Nos últimos meses, proprietários de imóveis em diversas cidades passaram a receber avisos relacionados ao chamado "INSS da obra". O tema ainda é pouco conhecido pela população, mas tem gerado preocupação, principalmente entre pessoas que realizaram ampliações, construções ou alterações em seus imóveis nos últimos anos.
O primeiro ponto importante é entender que a cobrança não está relacionada a simples serviços de manutenção ou conservação do imóvel, como pintura, troca de revestimentos, substituição de portas, janelas ou pequenos reparos.
Em regra, a questão envolve obras que exigem licenciamento ou regularização junto ao poder público municipal, como construções novas, ampliações, reduções de área construída, unificações ou outras alterações que modifiquem as características do imóvel.
Segundo a especialista em legalização de obras Renée Pereira, muitas pessoas recebem o aviso sem sequer imaginar que a situação do imóvel foi comunicada à Receita Federal.
"Hoje existe uma integração muito maior entre os órgãos públicos. Quando o proprietário promove alterações no imóvel e busca a regularização perante a prefeitura, essas informações podem ser compartilhadas com a Receita Federal, que passa a analisar a situação previdenciária da obra", explica.
A especialista destaca que essa comunicação decorre de exigências legais e de sistemas de integração entre os entes públicos, o que aumentou significativamente o número de fiscalizações nos últimos anos.

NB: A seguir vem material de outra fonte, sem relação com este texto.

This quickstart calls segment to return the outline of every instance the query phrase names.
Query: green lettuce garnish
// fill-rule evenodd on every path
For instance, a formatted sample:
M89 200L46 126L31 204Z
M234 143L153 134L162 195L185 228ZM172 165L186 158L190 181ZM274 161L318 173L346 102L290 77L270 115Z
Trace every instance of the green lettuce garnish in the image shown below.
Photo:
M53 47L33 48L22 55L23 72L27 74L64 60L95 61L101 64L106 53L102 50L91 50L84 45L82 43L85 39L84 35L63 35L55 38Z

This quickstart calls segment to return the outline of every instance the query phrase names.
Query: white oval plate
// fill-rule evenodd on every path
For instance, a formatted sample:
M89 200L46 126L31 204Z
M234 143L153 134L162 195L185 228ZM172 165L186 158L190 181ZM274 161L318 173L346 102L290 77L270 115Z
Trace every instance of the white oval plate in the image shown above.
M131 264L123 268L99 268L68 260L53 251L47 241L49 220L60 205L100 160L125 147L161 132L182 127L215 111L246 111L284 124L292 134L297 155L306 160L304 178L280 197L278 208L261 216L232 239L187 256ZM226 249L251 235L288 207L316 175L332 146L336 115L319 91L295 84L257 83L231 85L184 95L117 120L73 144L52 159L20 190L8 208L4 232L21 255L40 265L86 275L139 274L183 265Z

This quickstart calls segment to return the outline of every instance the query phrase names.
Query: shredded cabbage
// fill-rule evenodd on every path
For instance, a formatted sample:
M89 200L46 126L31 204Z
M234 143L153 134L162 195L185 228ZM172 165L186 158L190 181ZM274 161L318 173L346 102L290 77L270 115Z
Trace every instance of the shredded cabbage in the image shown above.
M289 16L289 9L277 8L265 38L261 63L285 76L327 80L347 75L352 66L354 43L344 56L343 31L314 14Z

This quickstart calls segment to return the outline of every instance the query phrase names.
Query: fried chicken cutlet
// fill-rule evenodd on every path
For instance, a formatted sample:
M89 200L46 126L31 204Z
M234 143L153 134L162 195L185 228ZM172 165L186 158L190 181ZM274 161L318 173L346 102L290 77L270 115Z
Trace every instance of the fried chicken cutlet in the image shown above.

Na prática, quando uma obra é identificada e regularizada perante o município, a Receita Federal pode verificar se existe alguma obrigação previdenciária relacionada à mão de obra empregada durante sua execução.
"Muitos proprietários acreditam que receberam uma cobrança definitiva e que só resta pagar. Mas cada obra possui características próprias. A documentação disponível e a forma como a obra foi executada podem influenciar diretamente na análise do caso", afirma Renée Pereira.
Outro ponto importante é que o documento inicialmente encaminhado pela Receita Federal costuma ser um aviso. Embora não represente ainda uma cobrança definitiva, ele não deve ser ignorado.
"Quando o proprietário deixa de responder ao aviso, a situação pode evoluir para uma intimação, com prazos mais curtos para apresentação de documentos e esclarecimentos. Por isso, quanto mais cedo houver uma análise técnica da situação, maiores são as possibilidades de regularização adequada", alerta a especialista.
Além dos reflexos financeiros, a regularização da obra é importante para garantir segurança jurídica ao imóvel. Pendências podem gerar dificuldades em operações de venda, financiamento bancário, inventários e averbações perante o Registro de Imóveis.
A questão também merece atenção de quem está construindo com financiamento habitacional. Em muitos contratos de construção financiada pela Caixa Econômica Federal, por exemplo, a regularização previdenciária da obra é necessária para a emissão da Certidão Negativa de Débitos (CND), documento exigido na conclusão do empreendimento.
Renée Pereira ressalta que não é necessário esperar o recebimento de um aviso para buscar orientação especializada.
"O ideal é agir preventivamente. Durante a execução da obra ou no momento da regularização, já é possível organizar documentos, identificar eventuais riscos e adotar medidas que podem evitar problemas futuros e até reduzir valores eventualmente exigidos", explica.
Segundo a especialista, uma análise antecipada pode inclusive identificar situações de decadência ou outros elementos relevantes para a correta apuração da obrigação previdenciária.
Por isso, a orientação técnica especializada antes ou depois da regularização da obra pode representar não apenas mais segurança jurídica, mas também economia e tranquilidade para o proprietário.